Netflix deviendrait-il un studio hollywoodien comme les autres ? Non ! Mais les dits studios pactisent avec l’ennemi et l’accueillent dans le saint des saints, le MPAA, toute puissante association du cinéma américain.

Netflix permet de voir des séries, certes, mais aussi des oeuvres des grands noms du cinéma : aujourd'hui Alfonso Cuaron, les Frères Coen... Demain Scorsese et Spielberg.
Netflix permet de voir des séries, certes, mais aussi des oeuvres des grands noms du cinéma : aujourd'hui Alfonso Cuaron, les Frères Coen... Demain Scorsese et Spielberg. © AFP / Lionel Bonaventure

Pourquoi les membres du MPAA laissent-ils entrer Netflix ? Parce qu’il faut s’unir pour lutter contre le piratage des films et des séries

Netflix est une plate-forme de streaming – c’est à dire de visionnage en ligne – payante.

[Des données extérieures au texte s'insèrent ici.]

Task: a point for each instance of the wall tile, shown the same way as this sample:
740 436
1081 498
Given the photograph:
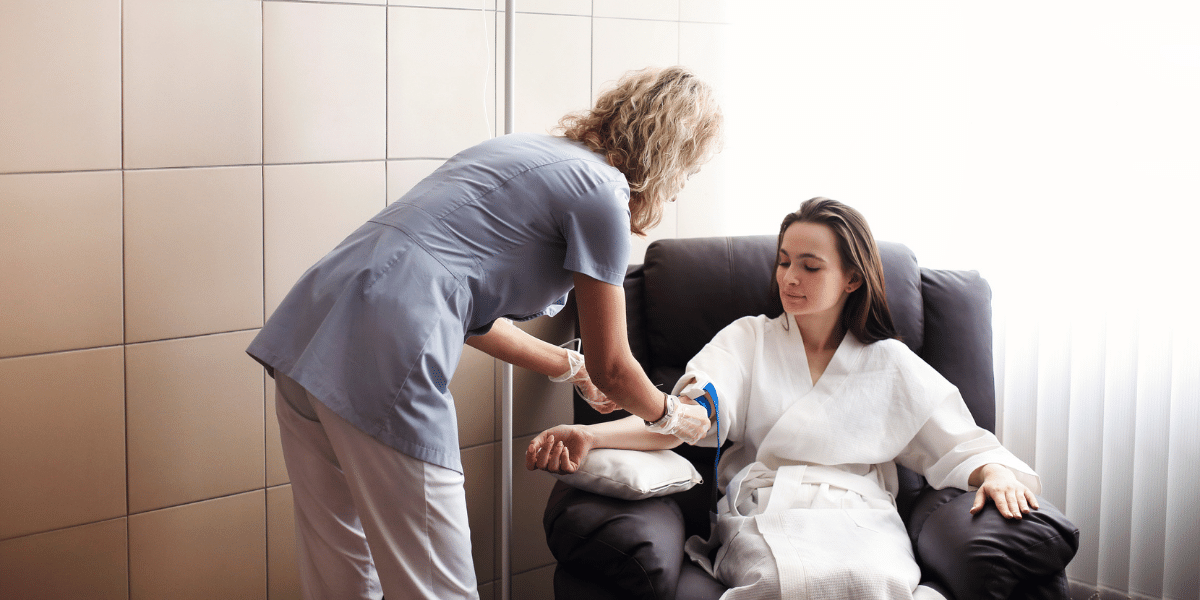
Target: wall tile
195 420
83 562
324 93
441 81
282 576
535 583
276 468
619 46
667 228
61 97
582 7
60 241
379 3
553 67
402 175
487 591
215 549
473 388
61 441
479 471
481 5
707 11
193 241
702 210
705 48
307 210
666 10
193 83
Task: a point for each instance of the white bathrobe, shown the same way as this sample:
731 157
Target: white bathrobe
810 479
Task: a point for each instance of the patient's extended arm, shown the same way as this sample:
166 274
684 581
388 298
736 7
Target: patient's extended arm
562 449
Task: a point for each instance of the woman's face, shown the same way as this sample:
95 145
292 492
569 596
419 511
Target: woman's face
809 271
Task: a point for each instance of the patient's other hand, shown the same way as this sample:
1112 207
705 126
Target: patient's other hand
559 449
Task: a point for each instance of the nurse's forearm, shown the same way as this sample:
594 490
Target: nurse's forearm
509 343
610 363
630 433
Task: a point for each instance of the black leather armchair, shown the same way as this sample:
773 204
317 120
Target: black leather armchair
689 289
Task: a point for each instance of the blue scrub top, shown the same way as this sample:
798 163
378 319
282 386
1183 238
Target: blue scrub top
376 328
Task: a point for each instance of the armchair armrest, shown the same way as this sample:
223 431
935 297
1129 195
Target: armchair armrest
633 547
987 556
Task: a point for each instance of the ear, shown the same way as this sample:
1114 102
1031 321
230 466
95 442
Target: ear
856 281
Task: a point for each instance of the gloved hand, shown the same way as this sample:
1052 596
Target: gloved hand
688 421
577 373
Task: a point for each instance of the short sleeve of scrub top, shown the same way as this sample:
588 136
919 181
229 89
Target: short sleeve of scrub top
376 329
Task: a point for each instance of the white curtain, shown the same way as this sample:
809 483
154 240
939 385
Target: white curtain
1054 147
1109 409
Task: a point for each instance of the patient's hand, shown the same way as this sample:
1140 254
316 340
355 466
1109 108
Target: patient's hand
559 449
1012 497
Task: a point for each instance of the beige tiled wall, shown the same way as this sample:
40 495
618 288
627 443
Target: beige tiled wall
167 171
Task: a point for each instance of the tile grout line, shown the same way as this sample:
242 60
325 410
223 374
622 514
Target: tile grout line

C’est le premier non-studio à rejoindre le syndicat du cinéma. Il n’empêche, le conflit demeure total sur ce marché-là. 

Netflix aspire les forces vives du septième art américain. Les Frères Coen, Alfonso Cuaron (15 nominations aux Oscars pour Roma dont le meilleur long-métrage), bientôt Spielberg, Scorsese. Sans parler des acteurs les plus « banckables ». Ils signent tous avec Netflix, qui pourrait investir jusqu’à 15 milliards de dollars dans des productions cette année, faisant littéralement exploser les montants des investissements. 

Les studios courent derrière évidemment. 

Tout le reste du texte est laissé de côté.